The social media platform, which moved into original content via its Watch platform last year, has commissioned US producer Electus to make Bear Grylls: Face the Wild, in which the survival expert will invite 10 fans - “the unsung heroes I get to hear about through Facebook”, according to the presenter - to accompany him on outdoor adventures. It will launch on 21 March and run for 10 weeks.
The show will also feature special guests, including former US president Barack Obama and actor Julia Roberts.
Facebook is also adapting Stephanie Oakes’ novel The Sacred Lies of Minnow Bly into a series produced by ITV Studios-backed LA firm Blumhouse Television, together with former True Blood and Jessica Jones producer Raelle Tucker and Scott Winnant.
The drama, which tells the story of a young teen who escapes from a cult, is being adapted from the Stephanie Oakes novel by Tucker, who will also act as showrunner and executive producer.
In addition, Facebook has ordered 10-part unscripted series Fly Guys from Jukin Media, following the antics of a group of European acrobats and stunt performers as they perform across Eastern Europe.
Set to launch on 2 February, episodes will range in length from 12 to 15 minutes.

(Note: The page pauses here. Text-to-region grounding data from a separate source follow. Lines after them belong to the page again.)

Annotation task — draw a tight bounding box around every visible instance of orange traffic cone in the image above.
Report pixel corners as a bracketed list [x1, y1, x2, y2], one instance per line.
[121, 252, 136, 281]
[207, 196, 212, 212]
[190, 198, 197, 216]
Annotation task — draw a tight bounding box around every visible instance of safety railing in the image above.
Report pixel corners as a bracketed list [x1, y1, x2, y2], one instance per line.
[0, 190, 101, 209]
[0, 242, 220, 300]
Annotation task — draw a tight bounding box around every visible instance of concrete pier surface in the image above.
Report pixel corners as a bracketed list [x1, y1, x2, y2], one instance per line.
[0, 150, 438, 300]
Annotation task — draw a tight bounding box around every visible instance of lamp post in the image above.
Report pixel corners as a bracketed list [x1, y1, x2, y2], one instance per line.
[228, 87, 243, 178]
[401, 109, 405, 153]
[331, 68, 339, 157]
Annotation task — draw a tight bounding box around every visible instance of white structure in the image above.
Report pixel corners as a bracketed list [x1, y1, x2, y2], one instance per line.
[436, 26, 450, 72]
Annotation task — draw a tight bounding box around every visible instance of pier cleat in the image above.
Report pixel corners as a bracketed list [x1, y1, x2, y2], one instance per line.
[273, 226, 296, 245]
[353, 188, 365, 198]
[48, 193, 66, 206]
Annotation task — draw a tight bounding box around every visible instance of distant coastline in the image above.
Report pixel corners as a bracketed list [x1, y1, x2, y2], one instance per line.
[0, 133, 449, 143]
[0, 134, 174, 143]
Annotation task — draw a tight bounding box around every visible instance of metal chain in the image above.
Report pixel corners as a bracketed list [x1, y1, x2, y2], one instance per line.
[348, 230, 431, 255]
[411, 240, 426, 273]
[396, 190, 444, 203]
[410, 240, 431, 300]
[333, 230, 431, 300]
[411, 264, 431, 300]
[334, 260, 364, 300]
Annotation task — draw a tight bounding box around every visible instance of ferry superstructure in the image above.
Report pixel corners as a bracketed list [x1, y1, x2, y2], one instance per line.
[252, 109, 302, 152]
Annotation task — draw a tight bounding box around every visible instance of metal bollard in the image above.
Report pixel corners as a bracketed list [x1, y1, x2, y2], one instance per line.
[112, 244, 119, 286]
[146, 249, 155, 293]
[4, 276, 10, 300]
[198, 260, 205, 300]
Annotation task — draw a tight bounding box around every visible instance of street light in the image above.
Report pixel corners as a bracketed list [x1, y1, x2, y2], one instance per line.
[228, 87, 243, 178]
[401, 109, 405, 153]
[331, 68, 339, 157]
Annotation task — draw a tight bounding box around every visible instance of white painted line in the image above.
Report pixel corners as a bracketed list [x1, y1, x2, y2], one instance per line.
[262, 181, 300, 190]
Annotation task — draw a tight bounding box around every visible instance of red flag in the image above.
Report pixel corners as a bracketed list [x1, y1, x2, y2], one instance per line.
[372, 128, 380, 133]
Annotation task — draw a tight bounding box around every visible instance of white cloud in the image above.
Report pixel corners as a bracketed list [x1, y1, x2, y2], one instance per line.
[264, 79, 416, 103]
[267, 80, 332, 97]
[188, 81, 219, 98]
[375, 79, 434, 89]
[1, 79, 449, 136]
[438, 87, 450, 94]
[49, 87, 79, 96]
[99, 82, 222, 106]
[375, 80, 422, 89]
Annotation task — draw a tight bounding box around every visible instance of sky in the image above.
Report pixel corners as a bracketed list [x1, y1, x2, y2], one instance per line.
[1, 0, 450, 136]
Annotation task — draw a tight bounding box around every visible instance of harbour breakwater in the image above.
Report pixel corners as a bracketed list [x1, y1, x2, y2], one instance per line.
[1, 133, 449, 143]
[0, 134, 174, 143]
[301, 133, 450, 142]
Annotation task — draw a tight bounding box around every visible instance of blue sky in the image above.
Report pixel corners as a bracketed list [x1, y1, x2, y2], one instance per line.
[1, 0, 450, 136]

The commissions were revealed at the Natpe market in Miami by Facebook head of global creative strategy Ricky Van Veen, who set out the strategy behind the four-month-old Watch service.
The former College Humor exec said sports programming, both live and documentary-based, would become integral to Watch. He highlighted forthcoming documentary series Tom vs. Time, following NFL quarterback Tom Brady.
On Tuesday (16 January), the platform launched 12-episode WWE show Mixed Match Challenge – a single-elimination mixed tag-team tournament in which fans can interact with the wrestlers using Facebook.
“Sports have dedicated and passionate fan bases and align well with the type of content we want to do,” said Van Veen.
The exec added that the video platform, which is currently available only to a select group of US Facebook users, was hunting scripted and unscripted projects that will spark conversations on the platform.
Van Veen highlighted Kerry Washington-exec produced teen drama Five Points, following students at a Chicago high school, as an example of a show that plays to its strengths. He added that hour-long prestige dramas were not of interest.
“Facebook allows conversation to continue after the episode airs,” he said. “Besides slapping a public service announcement at the end of a show, we can say, ‘If you know someone who’s suicidal, join this group because we are going to have an expert here talking about it.’”
Van Veen also noted Skam as a prime example of a drama that will lend itself to Facebook’s internal systems, such as Messenger.
The platform bought international rights to the hit Norwegian teen drama, which is told on social media in real time, last autumn. It will be produced by Simon Fuller’s XIX Entertainment.
The exec said he was keen for “extensions” of the Skam concept, such as The Bachelor-style dating shows that could capture a conversation between two contestants over Messenger.